Estas nociones rudimentarias de política exterior, con algo más de sofisticación, podrían encajar con el esquema que Henry Kissinger impulsó desde el gobierno de Richard Nixon hace 50 años: una “devolución” de parte del poder hegemónico de los EE.UU. a actores relevantes en sus respectivas regiones, con el propósito de hacer más estable y legítima la dominación global estadounidense. Ese esquema empezó a funcionar mientras Kissinger lideró la diplomacia de los gobiernos republicanos y tuvo como contraparte en Brasil al canciller Azeredo da Silveira, que ocupó su cargo durante el primer tramo de la dictadura impuesta por los militares en 1964. No debería sorprender que alguien como Bolsonaro, que reivindica abiertamente ese régimen, redescubra este enfoque y busque aquiescencia en Washington para volver a ponerlo en pie: sería consistente también con la desconfianza que ha insinuado respecto de la gran plataforma política global que el Brasil de Lula impulsó, poniendo la primer letra del nombre del país junto a las de Rusia, India, China y Sudáfrica. La primera y las última letra de los BRICS, curiosamente, es la de dos de los países en los que EE.UU. pensaba cuando hablaba de devolución.
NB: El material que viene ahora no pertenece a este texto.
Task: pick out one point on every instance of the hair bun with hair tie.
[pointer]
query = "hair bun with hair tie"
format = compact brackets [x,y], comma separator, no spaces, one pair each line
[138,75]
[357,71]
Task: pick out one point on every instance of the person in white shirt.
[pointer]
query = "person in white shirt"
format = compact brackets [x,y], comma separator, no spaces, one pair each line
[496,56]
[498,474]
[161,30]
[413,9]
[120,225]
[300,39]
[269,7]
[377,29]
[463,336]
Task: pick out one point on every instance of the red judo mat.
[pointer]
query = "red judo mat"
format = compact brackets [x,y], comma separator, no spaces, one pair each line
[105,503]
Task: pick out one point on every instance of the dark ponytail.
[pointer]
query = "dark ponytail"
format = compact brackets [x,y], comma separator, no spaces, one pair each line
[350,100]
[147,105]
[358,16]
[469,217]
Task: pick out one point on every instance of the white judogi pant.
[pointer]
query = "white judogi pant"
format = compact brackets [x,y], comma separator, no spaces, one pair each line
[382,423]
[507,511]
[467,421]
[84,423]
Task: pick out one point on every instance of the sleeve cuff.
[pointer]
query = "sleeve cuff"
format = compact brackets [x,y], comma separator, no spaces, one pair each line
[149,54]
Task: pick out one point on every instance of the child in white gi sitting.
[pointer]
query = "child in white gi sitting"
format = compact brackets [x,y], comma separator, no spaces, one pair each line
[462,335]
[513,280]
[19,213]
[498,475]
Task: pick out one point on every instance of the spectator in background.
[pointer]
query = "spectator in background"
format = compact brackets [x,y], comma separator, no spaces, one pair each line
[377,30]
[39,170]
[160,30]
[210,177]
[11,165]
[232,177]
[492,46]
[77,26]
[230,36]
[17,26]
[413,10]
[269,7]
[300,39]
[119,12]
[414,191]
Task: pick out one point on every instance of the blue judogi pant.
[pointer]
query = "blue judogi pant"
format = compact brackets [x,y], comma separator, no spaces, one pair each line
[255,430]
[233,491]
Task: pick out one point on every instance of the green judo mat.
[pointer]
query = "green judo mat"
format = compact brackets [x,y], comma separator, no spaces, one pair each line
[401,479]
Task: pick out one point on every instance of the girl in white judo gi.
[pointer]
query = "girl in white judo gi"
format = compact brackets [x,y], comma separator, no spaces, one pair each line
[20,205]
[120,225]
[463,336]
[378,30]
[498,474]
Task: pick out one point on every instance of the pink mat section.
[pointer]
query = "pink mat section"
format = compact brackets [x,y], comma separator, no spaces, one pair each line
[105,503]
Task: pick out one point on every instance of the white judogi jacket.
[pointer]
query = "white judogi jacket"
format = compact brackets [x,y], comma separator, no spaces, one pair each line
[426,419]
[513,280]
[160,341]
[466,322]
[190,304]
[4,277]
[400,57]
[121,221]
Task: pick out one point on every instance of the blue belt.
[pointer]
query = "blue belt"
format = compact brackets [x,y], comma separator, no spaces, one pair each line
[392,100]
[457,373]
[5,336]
No será sino después del primer día de enero de 2019, cuando Jair Messias Bolsonaro haya jurado el cargo de presidente que podremos juzgar la política que su gobierno ha de llevar a cabo. Mientras tanto, la escualidez del documento que presentó como “programa de gobierno” nos obliga a leer la borra del café para intentar imaginar el rumbo de su política exterior, que tanta repercusión está llamada a tener en toda la región. Y ello, sin minimizar ni por un momento lo que ha sido dicho en la campaña. Bien escuchadas, esas palabras no son la externación de un enano fascista (al cabo risible por su poca talla), sino de una ideología fascista adaptada a las condiciones de un país que (curioso patriotismo) es percibido como un enano.